The event was a roundtable discussion between The ICIR, CSOs, and journalists towards implementing an investigative project on media engagement with key civil rights groups in Ghana and Nigeria.
Aiyetan said that although the Ghanaian and Nigerian media spaces have good relationships with CSOs, it is important for such partnerships to be deepened in order to yield better results.
The event was funded by Ford Foundation under the theme, “Promoting Social justice and Accountability Issues in West Africa.”
It is hoped, Aiyetan said, that by amplifying social accountability issues, sustaining discussions on identified challenges, and pushing for policy change and or its implementation through investigative reporting, more meaningful and enduring impact will be achieved.
Journalists and activists were encouraged to focus attention on illicit cross-border crimes, embezzlement of funds by state officials, and human trafficking.

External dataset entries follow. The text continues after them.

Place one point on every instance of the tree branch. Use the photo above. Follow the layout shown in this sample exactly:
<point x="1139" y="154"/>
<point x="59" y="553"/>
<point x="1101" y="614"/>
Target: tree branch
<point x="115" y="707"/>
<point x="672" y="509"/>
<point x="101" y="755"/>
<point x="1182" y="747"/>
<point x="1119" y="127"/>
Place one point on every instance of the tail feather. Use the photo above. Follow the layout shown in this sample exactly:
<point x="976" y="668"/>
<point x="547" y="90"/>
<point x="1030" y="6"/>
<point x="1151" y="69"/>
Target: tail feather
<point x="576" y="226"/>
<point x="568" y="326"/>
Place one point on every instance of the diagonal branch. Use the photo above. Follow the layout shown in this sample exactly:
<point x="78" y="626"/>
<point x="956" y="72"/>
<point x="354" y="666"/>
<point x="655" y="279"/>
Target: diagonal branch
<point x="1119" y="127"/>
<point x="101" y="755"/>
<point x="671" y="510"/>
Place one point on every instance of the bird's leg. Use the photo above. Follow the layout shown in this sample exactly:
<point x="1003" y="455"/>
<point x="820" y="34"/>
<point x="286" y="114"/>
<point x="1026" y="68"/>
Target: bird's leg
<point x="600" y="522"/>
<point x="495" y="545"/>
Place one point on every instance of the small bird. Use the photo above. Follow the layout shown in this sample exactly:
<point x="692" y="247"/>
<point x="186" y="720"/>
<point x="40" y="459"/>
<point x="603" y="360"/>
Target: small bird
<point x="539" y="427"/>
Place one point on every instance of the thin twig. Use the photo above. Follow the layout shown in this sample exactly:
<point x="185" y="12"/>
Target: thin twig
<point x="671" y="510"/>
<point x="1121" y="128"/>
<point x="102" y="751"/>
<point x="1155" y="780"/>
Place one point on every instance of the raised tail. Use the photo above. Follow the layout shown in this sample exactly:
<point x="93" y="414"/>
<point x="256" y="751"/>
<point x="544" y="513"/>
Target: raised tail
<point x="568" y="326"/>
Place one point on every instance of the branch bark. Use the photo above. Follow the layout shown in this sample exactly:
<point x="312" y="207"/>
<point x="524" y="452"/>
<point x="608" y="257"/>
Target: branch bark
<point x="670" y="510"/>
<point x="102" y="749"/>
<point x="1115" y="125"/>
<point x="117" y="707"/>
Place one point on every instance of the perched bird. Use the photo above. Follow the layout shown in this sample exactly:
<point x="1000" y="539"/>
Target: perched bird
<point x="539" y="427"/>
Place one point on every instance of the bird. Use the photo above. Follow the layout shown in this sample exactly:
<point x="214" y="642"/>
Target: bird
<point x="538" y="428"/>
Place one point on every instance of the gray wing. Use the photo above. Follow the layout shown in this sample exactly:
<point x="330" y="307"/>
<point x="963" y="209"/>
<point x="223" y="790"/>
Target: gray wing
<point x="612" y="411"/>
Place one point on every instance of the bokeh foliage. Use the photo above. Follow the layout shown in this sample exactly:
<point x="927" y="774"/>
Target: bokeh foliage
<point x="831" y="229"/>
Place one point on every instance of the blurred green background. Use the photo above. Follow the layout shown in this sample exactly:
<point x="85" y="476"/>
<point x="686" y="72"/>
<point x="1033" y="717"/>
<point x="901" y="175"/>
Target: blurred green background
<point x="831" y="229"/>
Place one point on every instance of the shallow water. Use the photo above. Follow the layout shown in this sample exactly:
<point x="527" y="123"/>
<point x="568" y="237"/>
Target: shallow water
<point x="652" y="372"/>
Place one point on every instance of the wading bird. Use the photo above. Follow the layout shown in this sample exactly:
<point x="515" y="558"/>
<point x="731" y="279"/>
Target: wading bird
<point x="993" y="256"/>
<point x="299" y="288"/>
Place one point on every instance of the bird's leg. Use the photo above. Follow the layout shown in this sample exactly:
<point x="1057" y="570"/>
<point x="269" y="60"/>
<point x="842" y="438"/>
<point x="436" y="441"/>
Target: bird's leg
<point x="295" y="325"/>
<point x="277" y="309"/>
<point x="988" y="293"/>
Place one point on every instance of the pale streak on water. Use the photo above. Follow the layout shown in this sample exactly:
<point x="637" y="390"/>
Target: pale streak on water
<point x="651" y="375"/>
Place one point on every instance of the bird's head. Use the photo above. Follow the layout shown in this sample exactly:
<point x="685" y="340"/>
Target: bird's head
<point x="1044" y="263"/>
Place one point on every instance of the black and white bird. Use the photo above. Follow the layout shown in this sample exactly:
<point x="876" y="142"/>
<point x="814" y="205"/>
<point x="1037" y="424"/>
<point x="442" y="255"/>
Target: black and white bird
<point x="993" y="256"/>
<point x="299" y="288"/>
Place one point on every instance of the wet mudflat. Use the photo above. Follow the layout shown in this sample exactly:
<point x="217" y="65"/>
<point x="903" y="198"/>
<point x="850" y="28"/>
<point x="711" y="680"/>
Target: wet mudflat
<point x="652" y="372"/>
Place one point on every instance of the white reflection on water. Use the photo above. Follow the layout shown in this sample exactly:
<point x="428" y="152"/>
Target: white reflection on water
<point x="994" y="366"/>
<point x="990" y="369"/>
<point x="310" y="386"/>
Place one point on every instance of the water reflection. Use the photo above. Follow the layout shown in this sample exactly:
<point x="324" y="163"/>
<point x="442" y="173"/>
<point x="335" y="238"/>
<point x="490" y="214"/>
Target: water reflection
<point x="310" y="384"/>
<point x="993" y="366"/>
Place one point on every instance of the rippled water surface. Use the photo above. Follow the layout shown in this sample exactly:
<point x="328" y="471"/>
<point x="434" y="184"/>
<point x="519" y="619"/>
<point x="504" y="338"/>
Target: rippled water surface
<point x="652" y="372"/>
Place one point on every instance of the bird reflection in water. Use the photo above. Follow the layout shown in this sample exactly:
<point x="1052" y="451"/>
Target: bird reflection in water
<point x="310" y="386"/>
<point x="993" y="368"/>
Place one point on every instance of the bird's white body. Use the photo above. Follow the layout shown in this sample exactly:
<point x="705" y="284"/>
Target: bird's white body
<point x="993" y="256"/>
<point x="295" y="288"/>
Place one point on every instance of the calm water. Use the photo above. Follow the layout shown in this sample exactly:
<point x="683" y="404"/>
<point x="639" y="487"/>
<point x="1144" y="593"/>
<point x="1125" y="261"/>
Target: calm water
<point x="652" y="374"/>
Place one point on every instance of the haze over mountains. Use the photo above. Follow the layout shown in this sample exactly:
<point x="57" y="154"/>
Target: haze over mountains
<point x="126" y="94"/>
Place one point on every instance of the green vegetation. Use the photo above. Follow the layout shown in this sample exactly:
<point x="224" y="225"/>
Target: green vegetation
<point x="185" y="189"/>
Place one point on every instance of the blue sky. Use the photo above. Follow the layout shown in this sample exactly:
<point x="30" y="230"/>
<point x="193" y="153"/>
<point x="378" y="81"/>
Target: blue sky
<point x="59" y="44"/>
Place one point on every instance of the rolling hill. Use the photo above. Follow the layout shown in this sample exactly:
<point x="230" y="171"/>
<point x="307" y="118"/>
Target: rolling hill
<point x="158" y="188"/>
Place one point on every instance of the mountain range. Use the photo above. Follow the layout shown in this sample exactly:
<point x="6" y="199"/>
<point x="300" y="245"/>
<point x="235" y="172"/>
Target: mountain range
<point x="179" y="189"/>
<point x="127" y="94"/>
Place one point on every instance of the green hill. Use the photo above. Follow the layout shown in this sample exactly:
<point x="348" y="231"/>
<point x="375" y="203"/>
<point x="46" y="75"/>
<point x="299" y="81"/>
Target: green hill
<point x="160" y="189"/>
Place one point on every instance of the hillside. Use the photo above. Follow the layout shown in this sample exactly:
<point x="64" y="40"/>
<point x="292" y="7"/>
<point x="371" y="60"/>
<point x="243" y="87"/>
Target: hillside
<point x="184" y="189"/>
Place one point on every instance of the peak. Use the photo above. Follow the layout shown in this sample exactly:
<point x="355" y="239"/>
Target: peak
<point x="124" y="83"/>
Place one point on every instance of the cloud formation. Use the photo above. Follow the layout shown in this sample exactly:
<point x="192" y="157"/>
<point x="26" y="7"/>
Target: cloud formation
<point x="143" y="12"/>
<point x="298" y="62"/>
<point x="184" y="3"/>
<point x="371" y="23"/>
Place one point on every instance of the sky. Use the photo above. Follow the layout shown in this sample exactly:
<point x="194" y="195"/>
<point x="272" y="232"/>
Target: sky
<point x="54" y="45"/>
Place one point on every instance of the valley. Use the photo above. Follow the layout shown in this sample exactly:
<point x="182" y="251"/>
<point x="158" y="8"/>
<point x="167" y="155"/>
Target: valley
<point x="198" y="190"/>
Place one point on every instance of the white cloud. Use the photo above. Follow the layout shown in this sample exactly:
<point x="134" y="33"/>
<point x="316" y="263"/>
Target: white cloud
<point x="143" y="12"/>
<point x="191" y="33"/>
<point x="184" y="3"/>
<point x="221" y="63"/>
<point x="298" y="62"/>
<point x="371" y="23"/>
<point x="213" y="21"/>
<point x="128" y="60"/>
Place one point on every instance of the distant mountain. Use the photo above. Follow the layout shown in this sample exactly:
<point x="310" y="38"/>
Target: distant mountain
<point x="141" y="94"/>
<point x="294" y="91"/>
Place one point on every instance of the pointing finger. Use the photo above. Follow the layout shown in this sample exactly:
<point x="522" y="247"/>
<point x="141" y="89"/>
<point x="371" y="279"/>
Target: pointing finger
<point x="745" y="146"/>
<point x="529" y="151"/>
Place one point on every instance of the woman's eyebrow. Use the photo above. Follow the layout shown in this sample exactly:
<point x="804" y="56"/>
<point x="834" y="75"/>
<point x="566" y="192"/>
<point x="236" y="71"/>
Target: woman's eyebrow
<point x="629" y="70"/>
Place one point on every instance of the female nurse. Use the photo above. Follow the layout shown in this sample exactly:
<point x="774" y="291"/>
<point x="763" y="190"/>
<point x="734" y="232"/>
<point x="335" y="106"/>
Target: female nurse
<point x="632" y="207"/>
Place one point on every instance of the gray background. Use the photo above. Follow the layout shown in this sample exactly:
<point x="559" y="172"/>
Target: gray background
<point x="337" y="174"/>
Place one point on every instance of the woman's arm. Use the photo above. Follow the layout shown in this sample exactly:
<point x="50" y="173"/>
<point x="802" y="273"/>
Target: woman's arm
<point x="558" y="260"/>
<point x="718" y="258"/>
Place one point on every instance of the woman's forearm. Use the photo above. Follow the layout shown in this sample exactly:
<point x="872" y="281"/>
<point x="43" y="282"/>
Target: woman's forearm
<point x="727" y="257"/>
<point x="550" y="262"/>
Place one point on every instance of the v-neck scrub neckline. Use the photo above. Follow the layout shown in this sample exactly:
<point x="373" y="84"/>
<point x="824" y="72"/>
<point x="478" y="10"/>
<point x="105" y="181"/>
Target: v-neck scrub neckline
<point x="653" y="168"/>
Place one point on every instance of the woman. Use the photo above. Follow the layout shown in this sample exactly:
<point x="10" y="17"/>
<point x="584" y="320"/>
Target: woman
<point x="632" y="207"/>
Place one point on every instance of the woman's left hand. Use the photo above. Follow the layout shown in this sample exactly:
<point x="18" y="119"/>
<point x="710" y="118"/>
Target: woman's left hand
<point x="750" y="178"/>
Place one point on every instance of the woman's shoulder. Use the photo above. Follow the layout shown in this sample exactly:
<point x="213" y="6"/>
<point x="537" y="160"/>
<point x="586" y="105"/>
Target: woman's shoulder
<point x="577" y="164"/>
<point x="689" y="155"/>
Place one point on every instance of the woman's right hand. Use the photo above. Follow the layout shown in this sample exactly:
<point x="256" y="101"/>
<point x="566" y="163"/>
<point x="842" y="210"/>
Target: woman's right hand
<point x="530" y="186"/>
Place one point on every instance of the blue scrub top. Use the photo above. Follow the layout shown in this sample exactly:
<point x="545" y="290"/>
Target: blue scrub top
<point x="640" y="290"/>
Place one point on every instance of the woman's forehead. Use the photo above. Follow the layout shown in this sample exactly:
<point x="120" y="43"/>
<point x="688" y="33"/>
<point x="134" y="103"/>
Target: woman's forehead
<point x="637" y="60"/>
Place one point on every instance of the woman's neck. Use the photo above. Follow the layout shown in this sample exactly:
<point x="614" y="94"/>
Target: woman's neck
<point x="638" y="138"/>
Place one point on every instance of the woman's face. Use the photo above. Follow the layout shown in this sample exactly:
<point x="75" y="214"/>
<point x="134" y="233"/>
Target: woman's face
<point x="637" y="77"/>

Aiyetan urged journalists not to focus only on money or the incentives they would receive, but rather, they should be driven by the fact that they serve as watchdogs of the society, assisting in the fight against corruption.
He advised that journalists should use the data gathered by CSOs as basis for their investigations, by highlighting how government failings or instances of corruption affect the ordinary citizens.
Aiyetan said such investigative, data-driven, watchdog reporting will keep both the leaders and the led in check, as well as push the agenda for punishing offenders.